📜 ⬆️ ⬇️

XmlSerializer - Assembly Leak without asking :)

Briefly about the main thing


In some parts of the .NET Framework, such as the XmlSerializer, internal dynamic code generation is used. The XmlSerializer creates C # temporary files, compiles the resulting files into a temporary assembly, and then loads this assembly into the process. This code generation is also relatively expensive, so the XmlSerializer places temporary assemblies in the cache, one for each type. This means that the next time you create XmlSerializer code for class X, a new assembly will not be created, but a cache assembly will be used. However, not all so simple.

When you call another constructor, XmlSerializer does not put the dynamically created assembly into the cache, but creates a new temporary assembly whenever a new instance of XmlSerializer is created!
In the application, unmanaged memory leaks occur in the form of temporary assemblies.

Localization problems


To begin, talk about the system that is built by our team.

The application consists of three parts - a website, a data warehouse and a business center.
The whole system is built on .net 3.5.
The website allows you to run data validation on a business service that runs on Windows Workflow Foundation. Each workflow should receive some data (for this, it communicates to the persistence service).
')
The system is built on the latest technologies, and it is not surprising that with the use of various combinations of these same technologies, surprises may occur.

For example, an application that runs workflows, which, in general, works with them (WCF-service), started to eat up to 2.5 gigabytes of memory under load.

We have solved the problem with the memory leak, I will write about it a bit later, because now there is no necessary data at hand.

After solving the problem, the process with the application took up to 500 MB, and sometimes up to 800 MB. We knew perfectly well that this is not the limit, that earlier the working capacity was lost at 2 gigabytes. However, the application even with such a volume after some time began to work much slower. After some observations, we noticed that sometimes the C # compiler csc.exe is launched, which, in principle, should be run in our system only at the first request of the workflow, and for the following - to take the ready-made assembly.
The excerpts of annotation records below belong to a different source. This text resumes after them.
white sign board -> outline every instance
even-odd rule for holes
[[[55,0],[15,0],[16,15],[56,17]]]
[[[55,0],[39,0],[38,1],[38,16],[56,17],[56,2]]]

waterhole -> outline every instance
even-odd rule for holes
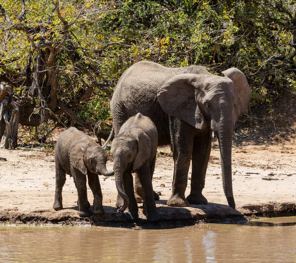
[[[295,222],[290,217],[155,229],[0,226],[0,262],[296,262]]]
Thinking a little more, we decided to look at the number of assemblies in the process. :)

And here we were surprised: immediately after launching the application, about 100 assemblies were loaded into the main domain, but over time their number reached 3,000, and later, up to 5,000.
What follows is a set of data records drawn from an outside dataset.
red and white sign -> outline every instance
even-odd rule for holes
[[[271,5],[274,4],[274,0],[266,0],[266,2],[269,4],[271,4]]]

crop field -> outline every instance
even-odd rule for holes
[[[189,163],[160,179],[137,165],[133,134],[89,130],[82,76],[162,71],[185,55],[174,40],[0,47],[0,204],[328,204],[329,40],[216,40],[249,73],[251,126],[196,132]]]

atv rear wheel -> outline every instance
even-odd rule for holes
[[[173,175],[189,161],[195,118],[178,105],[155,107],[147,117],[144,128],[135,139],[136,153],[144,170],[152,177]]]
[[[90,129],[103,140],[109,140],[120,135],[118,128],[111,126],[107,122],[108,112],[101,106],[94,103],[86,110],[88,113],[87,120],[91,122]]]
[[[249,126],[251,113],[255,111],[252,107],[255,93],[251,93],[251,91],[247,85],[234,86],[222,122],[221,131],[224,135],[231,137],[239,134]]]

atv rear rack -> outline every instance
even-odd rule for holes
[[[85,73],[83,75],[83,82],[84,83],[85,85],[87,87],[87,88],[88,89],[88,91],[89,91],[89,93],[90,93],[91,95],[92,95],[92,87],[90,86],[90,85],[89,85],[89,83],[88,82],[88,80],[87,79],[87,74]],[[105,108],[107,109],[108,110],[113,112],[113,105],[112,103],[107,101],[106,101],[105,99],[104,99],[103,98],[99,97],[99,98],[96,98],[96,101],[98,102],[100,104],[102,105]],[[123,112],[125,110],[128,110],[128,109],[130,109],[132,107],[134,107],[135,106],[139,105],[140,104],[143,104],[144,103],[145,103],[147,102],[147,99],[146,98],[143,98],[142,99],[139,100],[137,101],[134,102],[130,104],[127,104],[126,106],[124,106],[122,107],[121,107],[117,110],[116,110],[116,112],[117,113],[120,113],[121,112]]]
Having written a utility that allows you to view the domains and the assemblies loaded in them in any .net application on the go, we saw that those 100 initial assemblies remain. And constantly added only some anonymous assembly. Unfortunately, we could not get more detailed information (which types were declared in the assembly) in another process.

We did not observe such a number of “anonymous” builds on our test environment, although they were there. In order to get detailed information, we decided to inject the code giving the necessary information to us directly into the application in order to later receive the most complete data on the fly.

In general, it turned out that “anonymous” assemblies are assemblies created by the XmlSerializer for serialization. And they are all the same :)

You represent one and the same class 1000 times. And your app is terribly slow, and, moreover, your memory is leaking ...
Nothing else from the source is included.